In his first article published in his social penetration theory (SPT) series, author and economist Rajiv Malhotra describes the theory as a way of understanding the nature of capitalism.
The SPT is a theoretical and analytical framework that identifies the characteristics of capitalism, and seeks to understand its nature, causes and consequences, and how it can be reformed.
The theory has been adopted as an alternative to the mainstream academic approach, and is now widely adopted in the social sciences, particularly in the fields of economics, politics and sociology.
Social penetration theory The theory, developed by Rajiv and his collaborator, Professor Rakesh Jha, offers a new way of analysing capitalism and how to understand the social, economic and political forces that make it possible.

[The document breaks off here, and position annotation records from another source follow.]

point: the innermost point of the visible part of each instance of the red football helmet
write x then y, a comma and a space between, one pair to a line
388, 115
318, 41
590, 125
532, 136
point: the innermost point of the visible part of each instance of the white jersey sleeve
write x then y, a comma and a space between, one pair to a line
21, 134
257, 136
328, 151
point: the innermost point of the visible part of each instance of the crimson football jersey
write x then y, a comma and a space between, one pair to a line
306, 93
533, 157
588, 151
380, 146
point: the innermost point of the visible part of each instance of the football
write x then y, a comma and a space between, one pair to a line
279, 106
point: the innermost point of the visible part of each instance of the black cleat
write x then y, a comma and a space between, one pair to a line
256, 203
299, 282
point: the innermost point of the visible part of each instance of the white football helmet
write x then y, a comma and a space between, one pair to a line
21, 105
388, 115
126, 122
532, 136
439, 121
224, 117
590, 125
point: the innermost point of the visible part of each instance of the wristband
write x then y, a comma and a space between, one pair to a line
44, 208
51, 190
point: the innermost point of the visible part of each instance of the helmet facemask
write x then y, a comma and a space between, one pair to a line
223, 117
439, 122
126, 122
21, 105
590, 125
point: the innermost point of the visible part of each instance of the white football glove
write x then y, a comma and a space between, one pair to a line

It is based on three key ideas: that economic systems can be described as social systems, that a social system is one that can be classified as a social process, and that capitalism is a system that can operate under social conditions.
The theory begins by recognising that economic phenomena are not simply isolated events in the economy.
They can be influenced by social processes and processes of social production.
Social influence is often defined as the influence a social institution has on other social institutions.
This is a central idea in the SPT.
Social influence can be seen in the following ways:In the case of capitalism – the power and wealth that flows to a handful of owners of capital.
In the case, of socialism, the power that flows from the collective ownership of the economy and its social institutions and the collective participation in them.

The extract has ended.